From 8cc3fe76693e0c60b8780c69a562b17831bf50a3 Mon Sep 17 00:00:00 2001
From: Matthew Farrellee <matt@cs.wisc.edu>
Date: Wed, 16 Jul 2025 05:21:25 -0400
Subject: [PATCH] chore: remove vision model URL workarounds and simplify
 client creation

The vision models are now available at the standard URL, so the workaround
code has been removed. This also simplifies the codebase by eliminating
the need for per-model client caching.

- Remove special URL handling for meta/llama-3.2-11b/90b-vision-instruct models
- Convert _get_client method to _client property for cleaner API
- Remove unnecessary lru_cache decorator and functools import
- Simplify client creation logic to use single base URL for all models
---
 .../remote/inference/nvidia/nvidia.py         | 47 +++++--------------
 .../nvidia/test_supervised_fine_tuning.py     |  3 +-
 2 files changed, 15 insertions(+), 35 deletions(-)

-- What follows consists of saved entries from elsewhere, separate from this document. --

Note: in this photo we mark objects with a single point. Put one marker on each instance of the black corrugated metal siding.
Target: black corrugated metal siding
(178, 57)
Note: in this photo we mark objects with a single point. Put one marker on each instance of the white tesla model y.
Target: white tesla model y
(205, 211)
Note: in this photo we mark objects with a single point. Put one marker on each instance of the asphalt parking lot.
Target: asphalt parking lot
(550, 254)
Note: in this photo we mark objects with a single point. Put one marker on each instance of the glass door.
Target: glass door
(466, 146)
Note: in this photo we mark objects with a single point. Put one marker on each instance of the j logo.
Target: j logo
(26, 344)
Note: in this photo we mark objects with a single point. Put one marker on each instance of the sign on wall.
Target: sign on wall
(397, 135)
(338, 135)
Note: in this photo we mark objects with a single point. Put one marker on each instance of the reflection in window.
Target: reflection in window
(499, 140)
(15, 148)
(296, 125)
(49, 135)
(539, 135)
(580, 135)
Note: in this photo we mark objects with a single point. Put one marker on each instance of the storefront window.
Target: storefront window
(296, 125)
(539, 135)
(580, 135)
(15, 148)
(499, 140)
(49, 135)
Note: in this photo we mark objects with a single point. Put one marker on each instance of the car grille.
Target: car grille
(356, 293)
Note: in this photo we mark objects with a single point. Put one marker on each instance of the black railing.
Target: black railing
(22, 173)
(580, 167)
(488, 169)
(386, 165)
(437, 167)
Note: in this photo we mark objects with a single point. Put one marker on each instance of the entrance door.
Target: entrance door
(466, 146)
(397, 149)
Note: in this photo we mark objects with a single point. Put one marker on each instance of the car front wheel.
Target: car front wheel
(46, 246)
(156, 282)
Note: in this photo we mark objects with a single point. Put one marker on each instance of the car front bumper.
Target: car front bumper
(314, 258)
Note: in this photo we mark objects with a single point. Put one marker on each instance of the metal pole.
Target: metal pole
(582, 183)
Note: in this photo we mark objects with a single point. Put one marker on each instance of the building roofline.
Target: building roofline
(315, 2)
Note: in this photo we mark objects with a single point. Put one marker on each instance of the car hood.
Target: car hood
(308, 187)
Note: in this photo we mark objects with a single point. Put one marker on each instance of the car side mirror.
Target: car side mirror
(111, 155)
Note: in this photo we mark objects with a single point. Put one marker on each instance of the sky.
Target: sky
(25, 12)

diff --git a/llama_stack/providers/remote/inference/nvidia/nvidia.py b/llama_stack/providers/remote/inference/nvidia/nvidia.py
index 1dd72da3f..f790c2312 100644
--- a/llama_stack/providers/remote/inference/nvidia/nvidia.py
+++ b/llama_stack/providers/remote/inference/nvidia/nvidia.py
@@ -7,7 +7,6 @@
 import logging
 import warnings
 from collections.abc import AsyncIterator
-from functools import lru_cache
 from typing import Any
 
 from openai import APIConnectionError, AsyncOpenAI, BadRequestError
@@ -93,41 +92,21 @@ class NVIDIAInferenceAdapter(Inference, ModelRegistryHelper):
 
         self._config = config
 
-    @lru_cache  # noqa: B019
-    def _get_client(self, provider_model_id: str) -> AsyncOpenAI:
+    @property
+    def _client(self) -> AsyncOpenAI:
         """
-        For hosted models, https://integrate.api.nvidia.com/v1 is the primary base_url. However,
-        some models are hosted on different URLs. This function returns the appropriate client
-        for the given provider_model_id.

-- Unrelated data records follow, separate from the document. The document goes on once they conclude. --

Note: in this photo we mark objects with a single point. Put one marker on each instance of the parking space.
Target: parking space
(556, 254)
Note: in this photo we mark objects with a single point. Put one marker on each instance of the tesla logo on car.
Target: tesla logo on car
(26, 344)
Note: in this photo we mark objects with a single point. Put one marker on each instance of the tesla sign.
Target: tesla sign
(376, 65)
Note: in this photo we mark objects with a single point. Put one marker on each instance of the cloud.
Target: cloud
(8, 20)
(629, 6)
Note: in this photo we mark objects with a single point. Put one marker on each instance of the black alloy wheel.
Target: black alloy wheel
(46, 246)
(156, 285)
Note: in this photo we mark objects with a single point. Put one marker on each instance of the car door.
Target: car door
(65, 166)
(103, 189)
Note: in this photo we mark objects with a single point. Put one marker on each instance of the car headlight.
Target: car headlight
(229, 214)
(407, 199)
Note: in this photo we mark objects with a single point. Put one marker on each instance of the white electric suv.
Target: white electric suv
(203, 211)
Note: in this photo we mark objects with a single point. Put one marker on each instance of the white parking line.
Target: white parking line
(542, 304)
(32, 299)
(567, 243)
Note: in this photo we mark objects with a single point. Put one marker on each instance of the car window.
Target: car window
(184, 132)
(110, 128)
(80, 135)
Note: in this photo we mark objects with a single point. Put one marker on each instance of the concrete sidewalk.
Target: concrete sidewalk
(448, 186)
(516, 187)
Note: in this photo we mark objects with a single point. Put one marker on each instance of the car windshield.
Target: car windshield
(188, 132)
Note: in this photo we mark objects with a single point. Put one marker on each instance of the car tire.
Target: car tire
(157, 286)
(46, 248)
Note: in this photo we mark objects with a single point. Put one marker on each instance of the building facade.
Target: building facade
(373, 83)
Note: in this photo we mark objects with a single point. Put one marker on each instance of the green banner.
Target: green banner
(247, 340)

+        Returns an OpenAI client for the configured NVIDIA API endpoint.
 
-        This relies on lru_cache and self._default_client to avoid creating a new client for each request
-        or for each model that is hosted on https://integrate.api.nvidia.com/v1.
-
-        :param provider_model_id: The provider model ID
         :return: An OpenAI client
         """
 
-        @lru_cache  # noqa: B019
-        def _get_client_for_base_url(base_url: str) -> AsyncOpenAI:
-            """
-            Maintain a single OpenAI client per base_url.
-            """
-            return AsyncOpenAI(
-                base_url=base_url,
-                api_key=(self._config.api_key.get_secret_value() if self._config.api_key else "NO KEY"),
-                timeout=self._config.timeout,
-            )
-
-        special_model_urls = {
-            "meta/llama-3.2-11b-vision-instruct": "https://ai.api.nvidia.com/v1/gr/meta/llama-3.2-11b-vision-instruct",
-            "meta/llama-3.2-90b-vision-instruct": "https://ai.api.nvidia.com/v1/gr/meta/llama-3.2-90b-vision-instruct",
-        }
-
         base_url = f"{self._config.url}/v1" if self._config.append_api_version else self._config.url
 
-        if _is_nvidia_hosted(self._config) and provider_model_id in special_model_urls:
-            base_url = special_model_urls[provider_model_id]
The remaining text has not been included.